Anyway, that got me wondering where the sun would be in relation to the moon and Earth at that time.  So I looked up sunrise and sunset times.  Sunrise here today was 06:59:00 and sunset was 18:30:08.  Tomorrow it's at 07:00:02 and 18:28:32.  On Tuesday into Wednesday the moon will be full full, and I assume sunrise will be at something like 07:01:04..  

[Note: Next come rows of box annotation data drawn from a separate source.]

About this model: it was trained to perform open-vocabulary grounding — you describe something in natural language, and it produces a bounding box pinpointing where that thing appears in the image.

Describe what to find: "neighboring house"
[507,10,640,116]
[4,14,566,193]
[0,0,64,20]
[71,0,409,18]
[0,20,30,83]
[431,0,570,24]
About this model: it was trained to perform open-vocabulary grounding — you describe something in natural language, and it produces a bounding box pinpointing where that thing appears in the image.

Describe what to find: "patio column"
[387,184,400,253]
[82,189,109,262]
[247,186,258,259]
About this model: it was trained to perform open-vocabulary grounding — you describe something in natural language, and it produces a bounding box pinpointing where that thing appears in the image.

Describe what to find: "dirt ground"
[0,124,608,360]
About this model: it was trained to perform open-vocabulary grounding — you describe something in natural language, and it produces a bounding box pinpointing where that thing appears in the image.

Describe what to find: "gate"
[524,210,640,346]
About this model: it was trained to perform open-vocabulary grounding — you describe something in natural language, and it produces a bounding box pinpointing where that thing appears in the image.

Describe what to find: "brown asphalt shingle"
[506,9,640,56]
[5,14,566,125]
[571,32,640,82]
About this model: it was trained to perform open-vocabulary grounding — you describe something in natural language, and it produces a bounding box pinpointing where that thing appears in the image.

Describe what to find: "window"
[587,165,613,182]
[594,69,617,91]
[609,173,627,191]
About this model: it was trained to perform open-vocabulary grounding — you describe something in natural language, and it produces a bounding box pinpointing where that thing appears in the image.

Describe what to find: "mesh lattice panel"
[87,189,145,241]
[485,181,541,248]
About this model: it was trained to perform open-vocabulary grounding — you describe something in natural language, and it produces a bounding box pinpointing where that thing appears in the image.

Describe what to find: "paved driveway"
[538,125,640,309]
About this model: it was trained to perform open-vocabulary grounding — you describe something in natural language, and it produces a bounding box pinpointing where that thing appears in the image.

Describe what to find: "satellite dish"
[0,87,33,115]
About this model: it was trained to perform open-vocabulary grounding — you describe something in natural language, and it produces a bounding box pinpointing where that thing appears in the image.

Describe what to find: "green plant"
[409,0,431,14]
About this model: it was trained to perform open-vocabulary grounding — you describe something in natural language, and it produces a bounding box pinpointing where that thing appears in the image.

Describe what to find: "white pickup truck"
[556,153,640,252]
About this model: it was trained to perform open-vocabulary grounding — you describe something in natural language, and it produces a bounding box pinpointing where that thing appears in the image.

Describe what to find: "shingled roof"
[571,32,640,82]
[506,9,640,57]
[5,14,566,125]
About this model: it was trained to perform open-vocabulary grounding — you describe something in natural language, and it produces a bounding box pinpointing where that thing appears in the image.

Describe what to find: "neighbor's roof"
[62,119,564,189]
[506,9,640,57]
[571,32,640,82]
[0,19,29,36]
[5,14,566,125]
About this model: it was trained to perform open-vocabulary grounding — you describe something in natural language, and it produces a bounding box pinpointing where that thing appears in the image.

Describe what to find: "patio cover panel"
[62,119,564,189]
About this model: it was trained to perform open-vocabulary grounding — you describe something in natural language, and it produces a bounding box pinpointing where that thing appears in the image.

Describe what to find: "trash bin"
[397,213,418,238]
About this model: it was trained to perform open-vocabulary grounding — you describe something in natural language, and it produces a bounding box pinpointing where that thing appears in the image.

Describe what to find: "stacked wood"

So 35 minutes before Wednesday sunrise here, the moon will be in full sunshine.  Then as the Earth and my house turn toward sunrise, the moon will move toward the west and into the Earth's shadow, that's the eclipse, and then the moon sets here as the sun is "coming up", and the moon will remain in the Earth's shadow for about half of its next circuit.

I guess.

But, but, but, 

the moon "sets" at some point every night/morning/day, so howcome it isn't in the Earth's shadow more often?  Like almost once per circuit (per month-ish)?  Somewhere on the globe, anyway.

I don't understand.

I think my problem is that I don't understand the moon's path.  And I suspect it isn't a regular path, like man-made satellites are designed to follow, same path, over the same points on the Earth every circuit.   I suspect it "progresses".

But, but, but

does that imply that there are places on the Earth that don't see the moon AT ALL during some period of that progression?  Or is it large enough and far enough away that it is always visible to the entire half of the world it's "on the side of" at all times?  I suspect that's true.  Daytime moons aren't unusual.

But, but, but

when I look at the moon from my porch, it seems to "rise" from about the same spot every time.  Which, uh, doesn't support a path progression.

I give up.  Again.



The moon stuff gets weird.  It's no damn wonder I'm confused.  Want to blow your mind?  Read this: Wednesday's Lunar Eclipse Is Technically Impossible

To quote a line from the article, "And indeed, during a lunar eclipse, the sun and moon are exactly 180 degrees apart in the sky."  

Duh?  That's what I thought, and one reason (of several) why I couldn't figure it out.